CPAP Therapy

sleeping with a cpapPlease do not assume Dental Sleep Medicine of Northern Kentucky rejects the use of the CPAP (continuous positive air pressure). It is considered the “gold standard” for treatment of obstructive sleep apnea (OSA). CPAP, when used as recommended by your physician or sleep therapist, will control obstructive sleep apnea 100% of the time.

Dental Sleep Medicine of Northen Kentucky strongly recommends that you do everything you can to utilize your CPAP unit as recommended. However, there are times in certain patients when, despite everyone's best efforts, you cannot tolerate the CPAP unit. In medical terms, we describe that as a problem with compliance.

Compliance simply means that a patient is following their doctor’s orders to keep their disease problem under control. In the case of sleep apnea, it means that the patient is using the CPAP machine every night for the recommended number of hours as recommended life-long.

CPAP Compliance

Multiple research articles have shown that CPAP compliance can be as low as 50% because of the discomfort of the mask, the inconvenience of the tubing and the necessity to find electrical outlets especially while travelling. Studies have indicated that as many as 25% to 54% of patients will discontinue their use of CPAP.

Treatments only work when used properly. Obstructive sleep apnea sufferers who do not wear their CPAP machines increase their risk of heart failure, high blood pressure and stroke and are drowsy during the day and fall asleep while driving. OSA sufferers who stop wearing CPAP often snore, gasp and choke loudly disturbing their bed partners placing a strain on relationships and marriages. There are ways to improve CPAP comfort and, if a CPAP has been recommended, they should be attempted before switching to an oral appliance. But if you are still uncomfortable and cannot tolerate CPAP, oral appliances are an approved, effective alternative.

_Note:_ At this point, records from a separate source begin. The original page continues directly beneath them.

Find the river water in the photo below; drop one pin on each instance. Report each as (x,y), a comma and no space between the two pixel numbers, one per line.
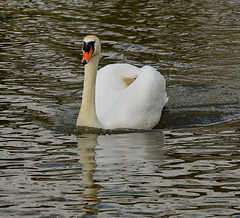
(189,165)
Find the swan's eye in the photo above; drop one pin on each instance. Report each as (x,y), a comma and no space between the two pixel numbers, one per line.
(88,45)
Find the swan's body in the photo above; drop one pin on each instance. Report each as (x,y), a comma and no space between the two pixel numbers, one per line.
(120,95)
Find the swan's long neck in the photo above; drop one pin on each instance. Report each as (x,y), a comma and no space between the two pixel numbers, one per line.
(87,115)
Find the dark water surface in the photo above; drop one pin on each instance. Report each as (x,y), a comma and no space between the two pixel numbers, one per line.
(188,166)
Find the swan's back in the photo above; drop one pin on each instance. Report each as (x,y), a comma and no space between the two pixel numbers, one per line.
(129,97)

Many of the common problems that people experience with CPAP are related to CPAP mask problems:

  • The mask is uncomfortable
  • The mask is taken off at night without knowing it
  • The mask is taken off at night to use the bathroom and it’s too much bother to put it back on
  • The mask irritates the skin and the nose
  • Air in the stomach or sinuses
  • The mask leaks air
  • The pressure of the CPAP is bothersome
  • The CPAP machine is too noisy to allow sleep
  • The tubing gets in the way
  • You just can’t get used to the mask
  • The mask gives you a feeling of claustrophobia
  • Your nose can be stuffy because of a cold or allergies
  • The air is too hot, too cold or too dry

Whatever the reason, some people just cannot tolerate CPAP.